Adulto na sala
Lula fez valer seu prestígio como uma das maiores lideranças democráticas da atualidade. Após bater ponto na abertura da COP e no encerramento da Cúpula dos Povos, voltou a Belém, hoje, para um dia inteiro de conversas privadas com ministros dos países presentes na conferência e representantes da sociedade civil. Com isso, tenta destravar a adoção de um mapa do caminho que dê fim gradual ao uso de combustíveis fósseis. A presença de um presidente em negociações de uma COP não chega a ser inédita, mas é rara, e por isso mesmo dotada de força política e simbólica. “É preciso que a gente diminua a emissão de gases de efeito estufa. E se o combustível fóssil é uma coisa que emite muitos gases, nós precisamos começar a pensar como viver sem combustível fóssil”, disse Lula, para em seguida evocar uma espécie de lugar de fala. “Falo isso muito à vontade, porque sou de um país que tem petróleo.

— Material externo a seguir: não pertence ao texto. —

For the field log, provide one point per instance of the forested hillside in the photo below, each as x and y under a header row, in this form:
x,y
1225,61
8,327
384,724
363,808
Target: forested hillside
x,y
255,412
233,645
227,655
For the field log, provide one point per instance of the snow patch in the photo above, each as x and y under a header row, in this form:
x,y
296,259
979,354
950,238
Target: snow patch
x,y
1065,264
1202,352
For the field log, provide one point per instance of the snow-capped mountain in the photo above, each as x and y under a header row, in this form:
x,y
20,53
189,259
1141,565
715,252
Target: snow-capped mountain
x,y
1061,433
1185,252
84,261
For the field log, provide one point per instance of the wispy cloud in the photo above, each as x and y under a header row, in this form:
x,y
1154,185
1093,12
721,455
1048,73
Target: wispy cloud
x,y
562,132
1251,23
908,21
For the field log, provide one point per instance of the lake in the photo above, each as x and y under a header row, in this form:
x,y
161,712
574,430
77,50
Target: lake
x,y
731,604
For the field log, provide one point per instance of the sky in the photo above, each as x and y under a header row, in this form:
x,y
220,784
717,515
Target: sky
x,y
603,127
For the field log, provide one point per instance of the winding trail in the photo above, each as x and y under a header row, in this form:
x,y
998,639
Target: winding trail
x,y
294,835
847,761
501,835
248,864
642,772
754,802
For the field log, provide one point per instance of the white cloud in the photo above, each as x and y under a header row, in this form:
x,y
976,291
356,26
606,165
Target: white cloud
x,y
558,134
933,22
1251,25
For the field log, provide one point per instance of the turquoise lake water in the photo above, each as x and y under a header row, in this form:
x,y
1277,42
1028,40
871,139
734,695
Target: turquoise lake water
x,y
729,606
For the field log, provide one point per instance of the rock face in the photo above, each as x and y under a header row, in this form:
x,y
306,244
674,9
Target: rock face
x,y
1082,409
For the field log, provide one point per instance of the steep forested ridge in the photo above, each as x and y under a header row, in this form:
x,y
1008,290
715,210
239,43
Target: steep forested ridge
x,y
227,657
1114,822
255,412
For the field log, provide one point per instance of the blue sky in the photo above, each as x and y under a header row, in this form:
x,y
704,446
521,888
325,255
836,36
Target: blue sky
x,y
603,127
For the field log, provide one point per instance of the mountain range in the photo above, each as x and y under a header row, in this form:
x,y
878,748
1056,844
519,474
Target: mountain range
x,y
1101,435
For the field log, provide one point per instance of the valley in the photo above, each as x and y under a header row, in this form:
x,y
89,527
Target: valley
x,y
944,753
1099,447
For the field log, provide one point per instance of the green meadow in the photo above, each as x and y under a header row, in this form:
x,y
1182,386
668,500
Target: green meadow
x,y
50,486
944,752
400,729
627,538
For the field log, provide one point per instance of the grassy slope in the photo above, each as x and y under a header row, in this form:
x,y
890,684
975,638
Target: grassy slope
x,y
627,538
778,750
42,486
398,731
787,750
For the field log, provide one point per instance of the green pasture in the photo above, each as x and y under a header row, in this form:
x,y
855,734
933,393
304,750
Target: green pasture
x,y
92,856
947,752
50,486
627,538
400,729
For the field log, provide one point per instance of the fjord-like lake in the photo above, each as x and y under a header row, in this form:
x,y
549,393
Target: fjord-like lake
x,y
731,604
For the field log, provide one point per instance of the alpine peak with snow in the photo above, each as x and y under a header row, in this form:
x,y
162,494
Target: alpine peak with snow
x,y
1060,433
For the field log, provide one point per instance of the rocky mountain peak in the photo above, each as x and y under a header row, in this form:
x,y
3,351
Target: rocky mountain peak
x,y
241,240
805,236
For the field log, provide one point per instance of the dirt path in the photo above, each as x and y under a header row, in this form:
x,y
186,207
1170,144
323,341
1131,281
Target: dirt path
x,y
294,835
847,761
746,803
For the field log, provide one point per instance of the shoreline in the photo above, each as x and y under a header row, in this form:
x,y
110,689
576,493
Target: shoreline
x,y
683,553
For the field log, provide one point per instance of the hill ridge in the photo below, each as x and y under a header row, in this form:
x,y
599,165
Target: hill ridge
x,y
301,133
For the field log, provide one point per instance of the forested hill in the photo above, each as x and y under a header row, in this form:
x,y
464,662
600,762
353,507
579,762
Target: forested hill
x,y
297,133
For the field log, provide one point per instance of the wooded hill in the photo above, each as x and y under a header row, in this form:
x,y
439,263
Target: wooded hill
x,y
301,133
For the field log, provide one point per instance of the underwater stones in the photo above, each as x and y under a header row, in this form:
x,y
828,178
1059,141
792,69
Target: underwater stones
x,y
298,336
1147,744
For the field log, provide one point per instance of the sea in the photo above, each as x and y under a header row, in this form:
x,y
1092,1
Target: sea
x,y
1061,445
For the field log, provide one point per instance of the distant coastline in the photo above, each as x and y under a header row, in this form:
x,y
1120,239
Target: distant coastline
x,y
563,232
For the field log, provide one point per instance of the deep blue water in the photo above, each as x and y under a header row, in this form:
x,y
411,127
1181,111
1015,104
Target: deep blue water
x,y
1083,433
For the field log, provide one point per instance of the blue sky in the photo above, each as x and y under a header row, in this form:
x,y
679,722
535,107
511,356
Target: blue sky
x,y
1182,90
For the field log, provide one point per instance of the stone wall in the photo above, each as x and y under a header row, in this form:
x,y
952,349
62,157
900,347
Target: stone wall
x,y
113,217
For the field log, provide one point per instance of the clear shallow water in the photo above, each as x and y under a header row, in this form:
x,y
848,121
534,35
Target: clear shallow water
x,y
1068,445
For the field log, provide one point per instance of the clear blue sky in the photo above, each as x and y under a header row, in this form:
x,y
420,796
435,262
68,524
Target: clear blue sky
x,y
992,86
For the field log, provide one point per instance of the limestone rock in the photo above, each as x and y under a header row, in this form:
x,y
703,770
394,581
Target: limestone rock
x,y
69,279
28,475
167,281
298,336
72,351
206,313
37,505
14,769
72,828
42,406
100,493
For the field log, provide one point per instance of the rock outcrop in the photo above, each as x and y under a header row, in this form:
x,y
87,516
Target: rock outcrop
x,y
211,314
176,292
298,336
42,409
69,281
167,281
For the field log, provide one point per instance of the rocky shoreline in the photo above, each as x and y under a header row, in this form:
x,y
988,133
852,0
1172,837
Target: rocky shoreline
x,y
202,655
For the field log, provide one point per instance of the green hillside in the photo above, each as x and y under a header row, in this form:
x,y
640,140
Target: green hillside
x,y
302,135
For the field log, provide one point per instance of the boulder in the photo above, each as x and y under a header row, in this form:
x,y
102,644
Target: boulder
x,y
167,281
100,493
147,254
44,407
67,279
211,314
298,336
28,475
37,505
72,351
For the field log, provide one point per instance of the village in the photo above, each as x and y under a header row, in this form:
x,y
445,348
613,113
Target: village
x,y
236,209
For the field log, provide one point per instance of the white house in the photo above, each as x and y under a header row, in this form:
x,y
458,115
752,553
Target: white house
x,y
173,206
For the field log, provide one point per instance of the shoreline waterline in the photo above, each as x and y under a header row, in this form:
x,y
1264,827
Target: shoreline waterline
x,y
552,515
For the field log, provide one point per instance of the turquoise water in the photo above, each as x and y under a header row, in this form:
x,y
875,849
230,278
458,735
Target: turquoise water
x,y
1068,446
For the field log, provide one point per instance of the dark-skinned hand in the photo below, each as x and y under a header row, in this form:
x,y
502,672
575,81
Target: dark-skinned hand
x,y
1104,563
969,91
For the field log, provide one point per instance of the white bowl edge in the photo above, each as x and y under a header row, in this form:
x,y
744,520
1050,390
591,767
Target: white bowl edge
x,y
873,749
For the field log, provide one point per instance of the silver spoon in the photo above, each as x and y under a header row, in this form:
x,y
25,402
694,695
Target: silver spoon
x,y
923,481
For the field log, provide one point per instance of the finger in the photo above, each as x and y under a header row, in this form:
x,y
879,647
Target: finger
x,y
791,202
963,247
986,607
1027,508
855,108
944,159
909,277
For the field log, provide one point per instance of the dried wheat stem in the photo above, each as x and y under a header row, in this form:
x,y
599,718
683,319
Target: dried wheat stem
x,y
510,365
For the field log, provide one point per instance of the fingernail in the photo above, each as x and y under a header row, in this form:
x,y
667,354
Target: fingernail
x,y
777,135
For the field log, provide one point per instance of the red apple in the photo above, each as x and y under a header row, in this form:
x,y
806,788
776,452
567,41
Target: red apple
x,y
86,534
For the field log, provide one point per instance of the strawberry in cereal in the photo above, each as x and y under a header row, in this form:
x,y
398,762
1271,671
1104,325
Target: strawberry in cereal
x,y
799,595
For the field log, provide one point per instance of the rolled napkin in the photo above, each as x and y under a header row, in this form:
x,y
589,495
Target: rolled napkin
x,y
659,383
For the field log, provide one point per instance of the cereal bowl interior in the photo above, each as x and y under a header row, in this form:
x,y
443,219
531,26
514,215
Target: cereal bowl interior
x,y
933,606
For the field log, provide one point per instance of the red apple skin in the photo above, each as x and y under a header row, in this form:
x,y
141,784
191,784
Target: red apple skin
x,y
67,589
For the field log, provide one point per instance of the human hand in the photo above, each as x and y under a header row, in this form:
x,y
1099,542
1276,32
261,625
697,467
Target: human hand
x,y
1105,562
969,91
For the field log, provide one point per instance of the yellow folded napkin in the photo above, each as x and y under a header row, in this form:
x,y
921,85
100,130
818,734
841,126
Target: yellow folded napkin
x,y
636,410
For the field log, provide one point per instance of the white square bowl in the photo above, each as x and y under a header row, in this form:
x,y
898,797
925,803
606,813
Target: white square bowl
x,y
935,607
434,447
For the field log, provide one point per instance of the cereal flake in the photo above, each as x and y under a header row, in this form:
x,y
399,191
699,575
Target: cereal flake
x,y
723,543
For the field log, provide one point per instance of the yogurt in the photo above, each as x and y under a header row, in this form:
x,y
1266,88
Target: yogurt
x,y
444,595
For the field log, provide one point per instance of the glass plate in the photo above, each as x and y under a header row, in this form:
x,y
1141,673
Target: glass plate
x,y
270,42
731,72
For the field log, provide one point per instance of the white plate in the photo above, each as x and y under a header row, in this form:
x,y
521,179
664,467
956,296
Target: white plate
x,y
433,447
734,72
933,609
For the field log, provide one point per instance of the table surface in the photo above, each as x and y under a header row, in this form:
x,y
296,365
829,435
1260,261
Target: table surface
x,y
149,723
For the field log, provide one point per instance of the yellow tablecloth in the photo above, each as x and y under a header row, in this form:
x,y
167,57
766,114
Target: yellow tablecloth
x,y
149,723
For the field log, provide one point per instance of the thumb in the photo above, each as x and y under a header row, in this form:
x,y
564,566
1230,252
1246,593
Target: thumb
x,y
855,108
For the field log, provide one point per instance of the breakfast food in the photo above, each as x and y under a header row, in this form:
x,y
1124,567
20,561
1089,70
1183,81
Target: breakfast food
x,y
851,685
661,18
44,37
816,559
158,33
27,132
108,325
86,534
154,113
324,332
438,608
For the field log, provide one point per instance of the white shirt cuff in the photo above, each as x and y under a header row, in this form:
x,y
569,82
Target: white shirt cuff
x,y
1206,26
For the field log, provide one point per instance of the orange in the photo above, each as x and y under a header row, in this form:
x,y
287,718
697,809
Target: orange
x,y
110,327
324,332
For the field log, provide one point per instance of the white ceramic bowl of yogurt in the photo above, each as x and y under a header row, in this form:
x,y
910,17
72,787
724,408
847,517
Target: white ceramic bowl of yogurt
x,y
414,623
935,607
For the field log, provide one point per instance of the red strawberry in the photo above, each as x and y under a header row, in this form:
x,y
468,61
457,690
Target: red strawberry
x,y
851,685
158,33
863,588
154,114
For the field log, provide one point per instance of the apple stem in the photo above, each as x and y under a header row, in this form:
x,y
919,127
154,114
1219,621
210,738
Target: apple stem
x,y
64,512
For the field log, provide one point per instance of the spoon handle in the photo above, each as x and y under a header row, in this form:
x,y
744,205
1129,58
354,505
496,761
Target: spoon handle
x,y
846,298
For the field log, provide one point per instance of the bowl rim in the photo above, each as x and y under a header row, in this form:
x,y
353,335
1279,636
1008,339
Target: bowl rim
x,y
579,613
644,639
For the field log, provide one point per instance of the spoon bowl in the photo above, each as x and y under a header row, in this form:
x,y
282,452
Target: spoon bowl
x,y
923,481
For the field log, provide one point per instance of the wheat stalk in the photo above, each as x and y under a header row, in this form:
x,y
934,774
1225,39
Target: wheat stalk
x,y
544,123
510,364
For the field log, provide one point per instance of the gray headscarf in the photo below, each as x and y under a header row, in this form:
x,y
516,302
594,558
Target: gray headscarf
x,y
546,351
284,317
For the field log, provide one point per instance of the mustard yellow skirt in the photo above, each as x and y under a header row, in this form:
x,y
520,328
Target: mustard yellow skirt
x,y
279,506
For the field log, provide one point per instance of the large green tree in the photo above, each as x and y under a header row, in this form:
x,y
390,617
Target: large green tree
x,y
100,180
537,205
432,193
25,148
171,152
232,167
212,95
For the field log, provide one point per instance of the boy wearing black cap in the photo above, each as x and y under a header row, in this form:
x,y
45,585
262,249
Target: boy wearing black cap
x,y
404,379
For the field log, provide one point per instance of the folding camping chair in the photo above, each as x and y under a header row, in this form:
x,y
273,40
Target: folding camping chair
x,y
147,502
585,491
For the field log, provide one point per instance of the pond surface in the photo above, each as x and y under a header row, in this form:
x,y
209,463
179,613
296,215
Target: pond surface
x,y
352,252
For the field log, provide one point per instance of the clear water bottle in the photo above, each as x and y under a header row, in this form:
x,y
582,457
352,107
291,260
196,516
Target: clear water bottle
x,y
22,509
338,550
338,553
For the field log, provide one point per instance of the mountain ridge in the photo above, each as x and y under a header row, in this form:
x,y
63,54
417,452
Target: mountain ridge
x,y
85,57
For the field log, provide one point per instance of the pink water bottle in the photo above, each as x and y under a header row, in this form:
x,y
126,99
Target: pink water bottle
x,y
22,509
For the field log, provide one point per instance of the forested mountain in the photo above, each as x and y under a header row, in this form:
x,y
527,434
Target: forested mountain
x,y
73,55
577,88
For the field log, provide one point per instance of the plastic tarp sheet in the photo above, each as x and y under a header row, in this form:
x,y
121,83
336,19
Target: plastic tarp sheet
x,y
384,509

Sou de um país que extrai 5 milhões de barris de petróleo por dia.” Explicou que “não pretende impor nada a ninguém” e nem “determinar prazos”, talvez para não melindrar alguns países. “Queremos apenas dizer: é possível. E se é possível, vamos tentar construir juntos.”
“Provocação”
Em seu discurso, Lula falou que “o clima não é mais apenas uma visão acadêmica, não é mais uma visão de meia dúzia de intelectuais, não é mais uma visão de meia dúzia de ambientalistas.” Capaz da fala ter agradado os cientistas climáticos que organizam o Pavilhão de Ciências Planetárias na COP30. Horas antes, eles haviam divulgado um novo manifesto, chamando de “provocação” as propostas sobre fósseis e desmatamento apresentadas pela presidência da conferência ontem (18/11), no primeiro rascunho da Decisão Mutirão. “Os delegados parecem não entender o que é um roteiro. Um roteiro não é um workshop ou uma reunião ministerial. É um plano de trabalho real, que precisa nos mostrar o caminho, de onde estamos, para onde precisamos chegar, e como chegar lá”, afirmou Johan Rockström, do Potsdam Institute for Climate Impact Research.
Show me the money
Lula falou também de financiamento, outra pauta sensível a qualquer COP. “Nós precisamos convencer as pessoas de que os bancos multilaterais que cobram uma exorbitância de juros dos países africanos e dos países pobres da América Latina precisam transformar parte dessa dívida em investimento, para que a gente possa fazer com que a questão da transição energética seja verdadeira. As empresas petroleiras têm que pagar uma parte disso. As mineradoras têm que pagar uma parte disso. As pessoas que ganham muito dinheiro têm que pagar uma parte disso. Porque senão, quem vai sofrer é a parte mais pobre do planeta Terra.” A fala passa um recado aos delegados encarregados de negociar, dentro da Meta Global de Adaptação (GGA), as políticas que viabilizem a adaptação dos países mais pobres aos efeitos das mudanças do clima. Por ora, a negociação segue atravancada. O grupo de negociadores africanos (AGN) pede mais dois anos para chegar a um consenso sobre o número de indicadores que devem ser adotados como critério para o financiamento, sob o argumento de que não faz sentido estipular uma lista sem que antes haja uma definição sobre o valor disponível. “Seria um pouco como colocar um telhado numa casa sem que haja dinheiro para o resto da obra”, disse Pooja Dave, que tem acompanhado as negociações pela Climate Action Network. Já os países europeus relutam em falar de dinheiro no GGA, sob o argumento de que o tema deveria ser definido em outros espaços com mandato para discutir o assunto.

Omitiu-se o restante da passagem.